Conversation Summary for Next Session
User intent
- Learn OpenClaw from a technical architecture perspective.
- Wants concise, precise answers with diagrams/examples only when useful.
- Prefers understanding of processing chain, component handoffs, state handling, memory, and context limits.
Key topics discussed
- OpenClaw end-to-end flow: external inputs -> Gateway -> channel parsing -> access control -> session resolution -> context assembly -> LLM call -> tool execution -> response.
- Clarified that "incoming events" can come from channels, webhooks, cron, and MCP triggers.
- Gateway vs Channel Adapter:
- Gateway routes raw events to the correct adapter.
- Channel Adapter normalizes platform-specific payloads into internal event schema and enriches metadata.
- Event-driven loop details:
- Access control checks sender/channel permissions.

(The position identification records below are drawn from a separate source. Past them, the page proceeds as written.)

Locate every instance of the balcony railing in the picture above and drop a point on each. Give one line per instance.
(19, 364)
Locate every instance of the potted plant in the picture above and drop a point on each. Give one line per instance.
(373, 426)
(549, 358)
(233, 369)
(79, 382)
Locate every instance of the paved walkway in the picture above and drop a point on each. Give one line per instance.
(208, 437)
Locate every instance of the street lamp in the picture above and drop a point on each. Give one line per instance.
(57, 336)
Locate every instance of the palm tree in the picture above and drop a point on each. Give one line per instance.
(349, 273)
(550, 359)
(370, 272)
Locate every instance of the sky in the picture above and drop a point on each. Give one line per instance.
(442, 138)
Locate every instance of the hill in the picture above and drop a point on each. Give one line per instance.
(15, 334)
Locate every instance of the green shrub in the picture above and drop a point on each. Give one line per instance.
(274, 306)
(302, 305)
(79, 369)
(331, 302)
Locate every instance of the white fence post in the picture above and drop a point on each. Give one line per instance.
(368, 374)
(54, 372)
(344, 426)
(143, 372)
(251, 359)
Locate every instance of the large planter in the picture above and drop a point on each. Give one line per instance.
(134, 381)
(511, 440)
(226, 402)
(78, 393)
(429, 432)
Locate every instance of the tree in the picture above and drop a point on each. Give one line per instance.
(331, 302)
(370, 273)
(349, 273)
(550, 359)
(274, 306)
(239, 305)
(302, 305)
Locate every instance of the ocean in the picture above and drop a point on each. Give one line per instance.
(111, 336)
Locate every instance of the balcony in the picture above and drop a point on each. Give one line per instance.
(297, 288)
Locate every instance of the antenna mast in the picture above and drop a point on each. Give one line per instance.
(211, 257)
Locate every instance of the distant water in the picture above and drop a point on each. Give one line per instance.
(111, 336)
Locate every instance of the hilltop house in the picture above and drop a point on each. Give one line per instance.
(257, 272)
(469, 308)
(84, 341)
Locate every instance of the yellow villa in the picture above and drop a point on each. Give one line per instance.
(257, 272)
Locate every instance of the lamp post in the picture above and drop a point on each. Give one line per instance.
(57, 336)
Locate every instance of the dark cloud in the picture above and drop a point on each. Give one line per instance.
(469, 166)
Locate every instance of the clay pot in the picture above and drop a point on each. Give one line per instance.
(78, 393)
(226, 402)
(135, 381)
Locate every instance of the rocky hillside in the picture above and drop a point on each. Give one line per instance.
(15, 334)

- Session resolution computes session ID and loads per-session state.
- Context assembly builds prompt from recent messages, memory, and files.
- LLM may emit tool calls; tools run; results can feed back into LLM.
- Disk state handling:
- Session logs are append-only JSONL transcripts containing user messages, assistant messages, tool calls, tool results.
- Memory is separate, stored as Markdown files like MEMORY.md and memory/YYYY-MM-DD.md.
- Summaries can be written back to session logs because they are assistant turns and part of the transcript.
- Context window limits:
- OpenClaw manages prompt size using token budgeting and compaction.
- Large histories/files are summarized or truncated before model call.
- Vector search / memory retrieval:
- Memory files are chunked and embedded automatically.
- Semantic search injects only relevant snippets into prompt.
- Session logs are not vectorized by default.
Useful mental models
- External flow:
- User/system event -> Gateway -> adapter -> normalized event -> policy -> session -> prompt -> model -> tools -> response.
- State model:
- Session log = full replayable event history.
- Memory = curated long-term notes.
- Vector index = derived retrieval layer over memory files.
- Retrieval model:
- File source of truth -> chunking -> embeddings -> vector search -> top-K snippets -> prompt.
Open questions / likely next topics
- How tool execution is sandboxed and secured.
- How session lane queues prevent concurrent runs per session.
- How compaction and memory updates are triggered in practice.
- How to customize memory search / embedding provider / chunk sizes.
- How to build a custom RAG layer over session logs if needed.